MeltRTL: Multi-Expert LLMs with Inference-time Intervention for RTL Code Generation
Nowfel Mashnoor, Mohammad Akyash, Hadi Kamali, Kimia Azar
TL;DR
MeltRTL tackles the core challenge of generating correct RTL code with LLMs by applying probe-guided multi-expert attention and inference-time intervention to steer internal representations without retraining. It trains lightweight probes on attention activations to identify correctness-critical heads and uses ensemble decisions to selectively steer those heads during decoding, enabling domain-aware expertise across combinational, sequential, and FSM designs. The approach yields significant gains on the VerilogEval benchmark, achieving up to 96% synthesizability and 60% functional correctness with only modest computational overhead, underscoring the practicality of train-free, representation-level control for hardware design tasks. This work introduces a new paradigm where internal model dynamics are steered at inference time to enforce semantic fidelity in RTL generation, complementing existing fine-tuning, retrieval, and tool-assisted methods.
Abstract
The automated generation of hardware register-transfer level (RTL) code with large language models (LLMs) shows promise, yet current solutions struggle to produce syntactically and functionally correct code for complex digital designs.
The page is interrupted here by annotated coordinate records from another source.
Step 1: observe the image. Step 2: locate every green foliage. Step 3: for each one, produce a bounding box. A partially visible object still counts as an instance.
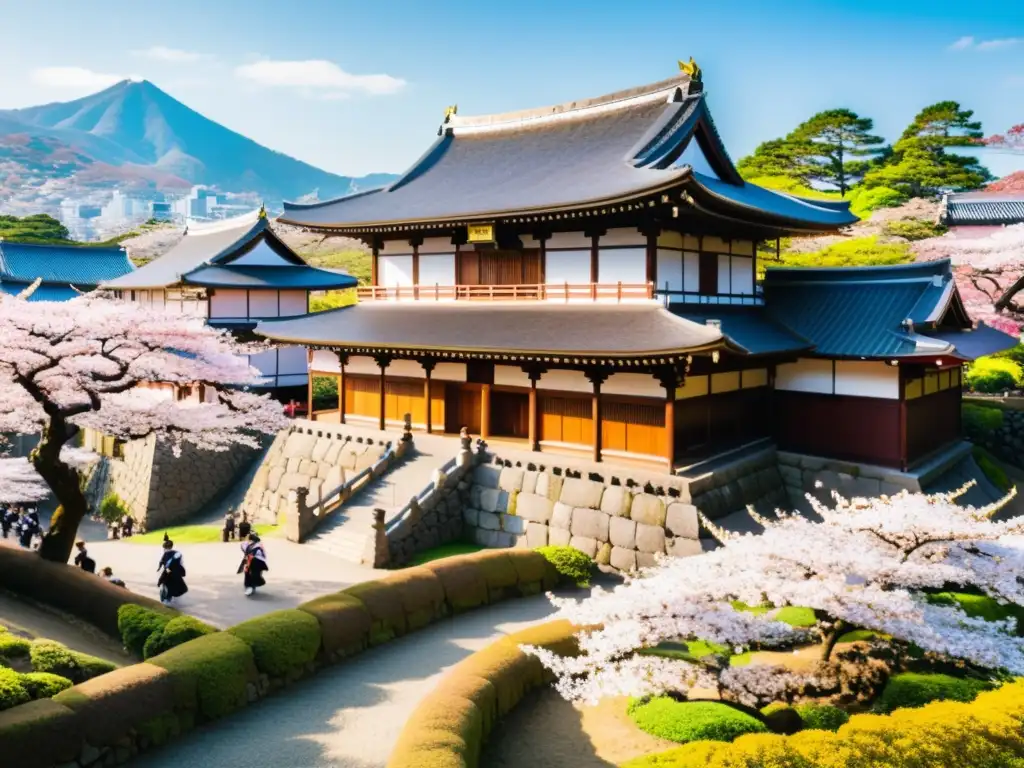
[628,696,767,743]
[98,494,129,523]
[22,672,73,700]
[31,640,118,683]
[966,357,1024,392]
[227,609,321,677]
[767,234,913,269]
[886,219,946,241]
[142,615,217,658]
[537,546,594,587]
[795,705,850,731]
[118,603,174,657]
[874,672,992,714]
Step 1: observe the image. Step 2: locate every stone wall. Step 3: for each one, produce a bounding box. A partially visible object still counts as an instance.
[242,420,400,523]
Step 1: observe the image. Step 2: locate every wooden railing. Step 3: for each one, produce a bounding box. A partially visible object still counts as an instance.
[357,283,654,302]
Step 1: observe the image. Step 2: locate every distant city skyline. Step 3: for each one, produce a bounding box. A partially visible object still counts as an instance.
[0,0,1024,175]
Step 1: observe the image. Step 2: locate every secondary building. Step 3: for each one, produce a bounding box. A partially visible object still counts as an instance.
[256,69,1009,468]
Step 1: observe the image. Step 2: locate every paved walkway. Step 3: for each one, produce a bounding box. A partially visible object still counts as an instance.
[132,595,573,768]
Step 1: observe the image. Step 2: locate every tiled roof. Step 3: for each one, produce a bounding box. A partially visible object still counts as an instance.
[0,241,132,289]
[282,77,856,231]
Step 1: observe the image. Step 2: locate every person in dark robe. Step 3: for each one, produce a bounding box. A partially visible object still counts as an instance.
[75,540,96,573]
[238,534,270,597]
[157,534,188,605]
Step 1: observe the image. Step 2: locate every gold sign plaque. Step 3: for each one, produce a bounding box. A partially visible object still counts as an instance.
[469,224,495,243]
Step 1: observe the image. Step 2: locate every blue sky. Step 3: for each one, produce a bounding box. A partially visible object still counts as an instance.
[0,0,1024,175]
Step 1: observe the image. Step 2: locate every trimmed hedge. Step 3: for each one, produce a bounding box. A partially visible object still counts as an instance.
[874,672,992,713]
[227,608,321,677]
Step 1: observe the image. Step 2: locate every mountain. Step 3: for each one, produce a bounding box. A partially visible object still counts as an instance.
[0,80,395,203]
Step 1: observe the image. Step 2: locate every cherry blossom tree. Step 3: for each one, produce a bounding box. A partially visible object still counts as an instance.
[524,485,1024,707]
[0,292,285,562]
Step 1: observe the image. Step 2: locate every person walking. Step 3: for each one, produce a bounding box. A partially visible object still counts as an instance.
[157,534,188,605]
[238,534,270,597]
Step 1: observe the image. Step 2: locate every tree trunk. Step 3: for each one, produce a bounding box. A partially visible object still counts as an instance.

This paper introduces MeltRTL, a novel framework that integrates multi-expert attention with inference-time intervention (ITI) to significantly improve LLM-based RTL code generation accuracy without retraining the base model. MeltRTL introduces three key innovations: (1) A multi-expert attention architecture that dynamically routes design specifications to specialized expert networks, enabling targeted reasoning across various hardware categories; (2) An inference-time intervention mechanism that employs non-linear probes to detect and correct hardware-specific inaccuracies during generation; and (3) An efficient intervention framework that selectively operates on expert-specific attention heads with minimal computational overhead. We evaluate MeltRTL on the VerilogEval benchmark, achieving 96% synthesizability and 60% functional correctness, compared to the base LLM's 85.3% and 45.3%, respectively. These improvements are obtained entirely at inference time, with only 27% computational overhead and no model fine-tuning, making MeltRTL immediately deployable on existing pre-trained LLMs. Ablation studies further show the complementary benefits of multi-expert architecture and ITI, highlighting their synergistic effects when combined.